The drive to Ansan takes an hour they tell me from the front of the car.
I can barely sit still, twisting and turning in the backseat so I can catch glimpses of a foreign highway packed with paint-chipped mini-trucks and compact luxury Hyundais. Old wrinkling Korean men stare at me through their windshields with as much curiosity as I, gaping mouthed, exude back at them. We pass pitch black car windows that shield the men and women hidden behind them, whose featureless faces stare back beneath the tint with their own quizzical pondering. "Oma! Appa! Miguk! Miguk!" their children must be saying. The backward Oakland A's hat must have given me away on the spot.
I'm in the depths of thought when I figure out Aesop is trying to ask me something.
"Why did you decide to come to Korea?" he says again, turning around in his seat to face me.
"Um..." I have to give him something. The truth might be a little too whimsical for him to handle. "I wanted to teach somewhere in Asia, and I did a lot of research, and, uh, Korea seemed to be the best fit."
Aesop translates my white lie so Stewart can understand. Who knows how Aesop reworded it.
Korea is very different from America he tells me once he's finished.
No shit, Aesop. I laugh.
"You are very brave. You must like adventure."
"I was just bored with America," I explain.
I spot Aesop's smiling reflection in the side view mirror. Stewart laughs after he hears the translation, replying in soft, incomprehensible Hangul.
"Stewart and I are very bored with Korea," Aesop quickly summarizes.
Small talk fades as Ansan approaches through the windshield, long after Aesop and I have exhausted our mutual understandings. It's anyone's guess what each of us is comprehending now.
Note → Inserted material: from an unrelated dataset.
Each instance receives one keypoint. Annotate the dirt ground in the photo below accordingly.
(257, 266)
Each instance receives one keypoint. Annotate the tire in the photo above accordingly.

"Welcome to Ansan," Aesop says.
My eyelids draw open like a broken bedroom boom. Sleep in the last 56 hours or so was nonexistent. I must look and smell like a dirty American.
After a brief glimpse of the bustling downtown area, Stewart navigates his modest ride down two-way streets skinnier than alleyways, then past a plethora of pedantic pedestrians until coming to a quick halt in front of what I believe to be Testimony's apartment complex.
"We here?"
"Yes, you are hungry?"
"You have no idea."
"What do you want to eat?" Testimony shouts while walking towards me and my luggage, long before my sleep-deprived eyes get a chance to focus on his features in the twilight.
"Anything you got."
"American or Korean?" he asks.
"Korean," Aesop shoots in. He understands after all.
I have some catching up to do.
Once inside the place, Testimony gestures to the floor for me to take off my shoes, but I'm already working on my left laces. I notice the pile of footwear congregated near the restaurant's doorway before he even remembers to make sure. I'd read about these places in my travel book on the plane ride over. Shoes off at the door, sit cross-legged on the floor. Good luck to any 6 foot 3 white boy that recently crash-landed ashore.
I can smell my feet shortly after sitting down to the 12 inch tall table. A 4-foot tall waitress hurries over to place a clear water plastic jug and five porcelain cups on the table in front of Testimony. He pours each member of our group a cup full until finally filling his own.
"I apologize about my feet smelling," I say out of nowhere.
Testimony laughs.
"Jeff, no problem."
He hands me a set of chopsticks and a spoon for the bean soup the server just brought to our table.
"There is story that says Mary liked smell of Jesus's feet very much."
He seems to get a kick out of my confused reaction judging how he inspects my smile.
"I'm sure Jesus had better smelling feet than me," I reply as soon as the words rip free from the cobwebs of my brain.
The whole table laughs.
And one.
Duck's for dinner, and it can't come soon enough. The pins and needles in my legs have turned the limbs into numb byproducts of my body.
"You use use chopsticks very well," Testimony points out to the rest of the table and myself.
"Thanks. I eat a lot of sushi back home. It helps."
"You like sushi?"
"I love sushi. Unagi especially."
By the look on his face, Testimony seems to have missed what I've just said. Come on, Jeff. This isn't Japan.
"Oh, right. Um... I mean eel. You know..." I hold up my right arm and move it like a microscopic flagella to get my thoughts across.
Testimony's eyes grow wide.
"Oh, chang-o! In Korea they say chang-o gives you stamina. Do you have a girlfriend?"
A little creepy, I think to myself.
"Nope," I answer, shaking my head back and forth, waiting on the edge of the floor for what he'll say next. "Why do you ask?"
"Because you are a very cool guy," Testimony finally replies after swallowing the enormous lettuce wrap he's just stuffed in his mouth.
My auto-pilot engages. All I do is laugh. If it wasn't for his three kids wrestling around on the floor behind me, occasionally whacking me straight in the abdomen, I'd think he were hitting on me.
"Thank you, I reply."
"Korean women will very much like you," he says as if he's been listening in on my thought process.
You gonna find me one? I think to ask.